Di situ, Dewa dan Dewi Rezeki
memandikannya,
mendudukkannya pada tahta berbulu, dan
mengikat pita merah pada kepalanya.
Terinspirasi oleh Nanahuatl,
Tecciztecatl melompat ke sisa-sisa
apinya: abu-abu.
Seekor jaguar melompat di atas apinya,
tapi gagal membawa Tecciztecatl ke langit.

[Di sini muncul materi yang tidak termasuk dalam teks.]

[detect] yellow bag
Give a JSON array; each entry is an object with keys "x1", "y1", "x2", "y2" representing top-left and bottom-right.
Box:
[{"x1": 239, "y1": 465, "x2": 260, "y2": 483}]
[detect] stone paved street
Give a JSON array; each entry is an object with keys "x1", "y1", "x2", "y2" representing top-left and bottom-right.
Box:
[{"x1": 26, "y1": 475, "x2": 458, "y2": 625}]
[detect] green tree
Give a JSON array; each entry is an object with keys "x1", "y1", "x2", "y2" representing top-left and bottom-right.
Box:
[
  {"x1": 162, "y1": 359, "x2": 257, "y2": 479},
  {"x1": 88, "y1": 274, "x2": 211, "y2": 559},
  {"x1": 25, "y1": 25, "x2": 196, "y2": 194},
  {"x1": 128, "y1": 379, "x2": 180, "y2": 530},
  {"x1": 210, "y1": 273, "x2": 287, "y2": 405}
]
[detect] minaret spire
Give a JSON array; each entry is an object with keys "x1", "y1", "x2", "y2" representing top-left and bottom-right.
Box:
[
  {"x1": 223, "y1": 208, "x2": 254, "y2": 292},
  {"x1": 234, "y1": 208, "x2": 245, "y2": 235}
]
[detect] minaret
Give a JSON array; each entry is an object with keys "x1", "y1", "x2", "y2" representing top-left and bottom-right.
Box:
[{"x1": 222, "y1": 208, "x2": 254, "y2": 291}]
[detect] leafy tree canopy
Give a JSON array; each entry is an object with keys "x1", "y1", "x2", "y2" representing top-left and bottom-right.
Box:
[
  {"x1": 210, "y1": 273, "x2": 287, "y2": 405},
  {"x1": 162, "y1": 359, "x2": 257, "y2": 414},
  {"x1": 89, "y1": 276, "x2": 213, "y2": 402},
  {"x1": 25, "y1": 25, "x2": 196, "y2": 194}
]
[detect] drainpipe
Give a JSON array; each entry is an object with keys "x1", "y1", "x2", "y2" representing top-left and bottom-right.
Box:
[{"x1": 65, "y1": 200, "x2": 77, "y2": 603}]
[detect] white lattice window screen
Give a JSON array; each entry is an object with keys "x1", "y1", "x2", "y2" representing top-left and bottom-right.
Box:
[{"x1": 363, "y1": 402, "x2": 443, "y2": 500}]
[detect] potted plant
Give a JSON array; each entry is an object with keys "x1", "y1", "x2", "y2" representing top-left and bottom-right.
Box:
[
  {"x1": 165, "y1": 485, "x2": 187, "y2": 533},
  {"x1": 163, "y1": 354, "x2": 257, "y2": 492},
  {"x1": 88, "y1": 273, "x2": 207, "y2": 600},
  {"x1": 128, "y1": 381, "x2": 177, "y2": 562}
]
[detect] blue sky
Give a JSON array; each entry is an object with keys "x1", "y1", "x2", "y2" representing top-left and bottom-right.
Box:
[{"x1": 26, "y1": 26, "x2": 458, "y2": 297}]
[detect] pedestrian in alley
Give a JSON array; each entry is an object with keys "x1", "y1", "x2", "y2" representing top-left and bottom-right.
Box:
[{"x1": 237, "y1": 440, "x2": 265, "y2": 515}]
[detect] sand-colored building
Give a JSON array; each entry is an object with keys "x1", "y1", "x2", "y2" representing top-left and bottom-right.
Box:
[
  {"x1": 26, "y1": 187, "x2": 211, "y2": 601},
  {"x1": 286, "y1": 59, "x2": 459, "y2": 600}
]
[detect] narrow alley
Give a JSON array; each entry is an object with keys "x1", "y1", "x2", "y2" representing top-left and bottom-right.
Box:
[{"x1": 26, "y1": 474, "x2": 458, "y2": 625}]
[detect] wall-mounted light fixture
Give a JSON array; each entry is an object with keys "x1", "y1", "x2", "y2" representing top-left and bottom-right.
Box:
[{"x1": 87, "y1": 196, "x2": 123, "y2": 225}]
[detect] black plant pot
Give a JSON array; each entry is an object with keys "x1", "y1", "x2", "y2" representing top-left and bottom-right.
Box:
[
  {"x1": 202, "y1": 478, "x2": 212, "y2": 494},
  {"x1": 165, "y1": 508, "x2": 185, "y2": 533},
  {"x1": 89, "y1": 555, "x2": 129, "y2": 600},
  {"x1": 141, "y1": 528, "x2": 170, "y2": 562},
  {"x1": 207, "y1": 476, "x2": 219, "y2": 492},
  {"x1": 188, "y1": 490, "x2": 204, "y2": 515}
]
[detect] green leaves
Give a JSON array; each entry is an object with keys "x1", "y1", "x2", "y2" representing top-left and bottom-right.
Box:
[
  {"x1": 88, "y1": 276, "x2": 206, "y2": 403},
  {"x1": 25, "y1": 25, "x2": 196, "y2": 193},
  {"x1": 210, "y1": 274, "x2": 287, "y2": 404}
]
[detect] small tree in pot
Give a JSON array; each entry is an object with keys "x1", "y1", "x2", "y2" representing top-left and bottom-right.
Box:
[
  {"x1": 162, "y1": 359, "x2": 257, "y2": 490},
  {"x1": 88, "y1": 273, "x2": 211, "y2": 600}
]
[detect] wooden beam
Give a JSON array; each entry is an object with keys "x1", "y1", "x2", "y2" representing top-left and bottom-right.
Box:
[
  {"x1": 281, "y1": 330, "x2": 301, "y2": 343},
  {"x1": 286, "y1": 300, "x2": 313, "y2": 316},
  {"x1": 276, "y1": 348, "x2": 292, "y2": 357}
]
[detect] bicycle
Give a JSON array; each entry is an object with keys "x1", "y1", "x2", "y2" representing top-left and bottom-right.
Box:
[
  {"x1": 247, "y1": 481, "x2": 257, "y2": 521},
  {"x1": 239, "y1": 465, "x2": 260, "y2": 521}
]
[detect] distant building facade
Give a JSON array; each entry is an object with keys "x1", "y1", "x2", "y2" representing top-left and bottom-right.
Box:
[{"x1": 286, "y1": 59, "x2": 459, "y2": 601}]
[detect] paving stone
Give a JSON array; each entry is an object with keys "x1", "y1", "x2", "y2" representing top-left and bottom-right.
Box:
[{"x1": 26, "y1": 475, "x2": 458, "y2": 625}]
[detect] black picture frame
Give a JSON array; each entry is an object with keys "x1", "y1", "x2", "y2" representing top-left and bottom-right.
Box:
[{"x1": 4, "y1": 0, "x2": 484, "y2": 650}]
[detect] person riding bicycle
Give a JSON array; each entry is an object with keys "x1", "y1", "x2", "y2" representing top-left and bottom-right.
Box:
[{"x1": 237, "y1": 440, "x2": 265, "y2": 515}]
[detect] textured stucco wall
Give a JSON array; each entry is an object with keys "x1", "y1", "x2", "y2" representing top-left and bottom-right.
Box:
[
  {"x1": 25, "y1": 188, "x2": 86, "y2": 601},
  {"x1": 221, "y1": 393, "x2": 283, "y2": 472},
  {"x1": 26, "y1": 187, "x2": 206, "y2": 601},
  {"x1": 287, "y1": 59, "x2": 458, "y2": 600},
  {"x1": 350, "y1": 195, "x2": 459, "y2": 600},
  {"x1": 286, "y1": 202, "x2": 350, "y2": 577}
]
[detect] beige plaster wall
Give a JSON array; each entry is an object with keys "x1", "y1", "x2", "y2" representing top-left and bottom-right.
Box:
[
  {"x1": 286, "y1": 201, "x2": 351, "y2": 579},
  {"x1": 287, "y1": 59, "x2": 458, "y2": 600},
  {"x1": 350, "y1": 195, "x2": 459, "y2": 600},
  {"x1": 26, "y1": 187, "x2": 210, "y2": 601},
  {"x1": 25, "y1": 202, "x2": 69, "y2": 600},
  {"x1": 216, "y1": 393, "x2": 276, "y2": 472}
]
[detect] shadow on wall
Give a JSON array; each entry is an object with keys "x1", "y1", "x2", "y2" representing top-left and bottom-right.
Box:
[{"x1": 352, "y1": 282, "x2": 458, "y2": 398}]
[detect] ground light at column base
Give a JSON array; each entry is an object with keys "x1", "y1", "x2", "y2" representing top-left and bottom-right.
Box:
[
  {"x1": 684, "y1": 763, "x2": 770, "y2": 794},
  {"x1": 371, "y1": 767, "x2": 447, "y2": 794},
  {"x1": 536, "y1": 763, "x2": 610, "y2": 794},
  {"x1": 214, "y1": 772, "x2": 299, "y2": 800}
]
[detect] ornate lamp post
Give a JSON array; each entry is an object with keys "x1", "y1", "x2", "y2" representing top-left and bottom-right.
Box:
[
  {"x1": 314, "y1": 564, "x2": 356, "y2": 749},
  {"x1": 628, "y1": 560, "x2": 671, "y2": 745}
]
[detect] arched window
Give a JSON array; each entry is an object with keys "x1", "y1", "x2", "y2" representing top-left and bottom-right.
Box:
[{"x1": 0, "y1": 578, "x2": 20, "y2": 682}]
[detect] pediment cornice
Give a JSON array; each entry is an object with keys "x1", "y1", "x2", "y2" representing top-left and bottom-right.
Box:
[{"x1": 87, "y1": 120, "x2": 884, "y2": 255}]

Saat Tecciztecatl sampai ke cakrawala,
sekelompok dewi-dewi datang
dan memakaikan gombal padanya.
Namun, ia bersinar sama
terangnya dengan Nanahuatl.
Namun, karena ia menunjukkan lebih banyak
ketakutan dan kesombongan,
salah satu dewa mengambil kelinci
dan melemparkannya ke muka Tecciztecatl,
meredupkan cahayanya,.
Tetapi dunia kelima masih kurang mantap.
Nanahuatl, Dewa Matahari,
bersinar selama empat hari,
tanpa bergerak di langit seperti
matahari-matahari sebelumnya.
Di tempat tinggalnya, Teotihuacan,
para dewa mulai cemas.
Mereka mengirimkan Elang Obsidian
untuk menanyakan apa yang terjadi.
Nanahuatl menjawab bahwa
sebagaimana ia mengorbankan diri
untuk menjadi Dewa Matahari,
ia sekarang memerlukan
darah dewa-dewa lain
agar bisa bergerak di langit.
Saking marahnya dengan saran ini,
Dewa Fajar menembakkan panah ke Nanahuatl,
Dewa Matahari membalas,
dan anak panahnya mengenai
Dewa Fajar di muka,
mengubahnya menjadi es.
Sebelum ada yang bertingkah gegabah,
dewa-dewi lain berdiskusi
dengan satu sama lain.
Tentu saja, tidak ada yang mau
mengorbankan diri,
tetapi tidak ada yang mau bertingkah
seperti Dewa Fajar.
Nanahuatl juga telah menepati janjinya
untuk memelihara bumi—
bagaimana bisa menolak
untuk memeliharanya kembali?
Mereka mengingat bagaimana bahkan
Tecciztecatl yang lemah
akhirnya mampu mencerminkan
keberaniannya Nanahuatl.
Akhirnya, lima dewa merelakan
diri untuk dikorbankan.
Satu per satu, Dewa Kematian menikam
dewa-dewinya dengan pisau obsidian,
menyajikan tubuhnya ke
Dewa Matahari yang baru.
Saat dewa terakhir dikorbankan,
Quetzalcoatl meniup kembali
bara apinya,
dan matahari mulai bergerak
melalui langit,
memulai masa kelima.
Akibat keberanian si culun jerawatan yang
menginspirasi semua dewa lain,
matahari bergerak di langit,
bulan bermuka kelinci mengikutinya.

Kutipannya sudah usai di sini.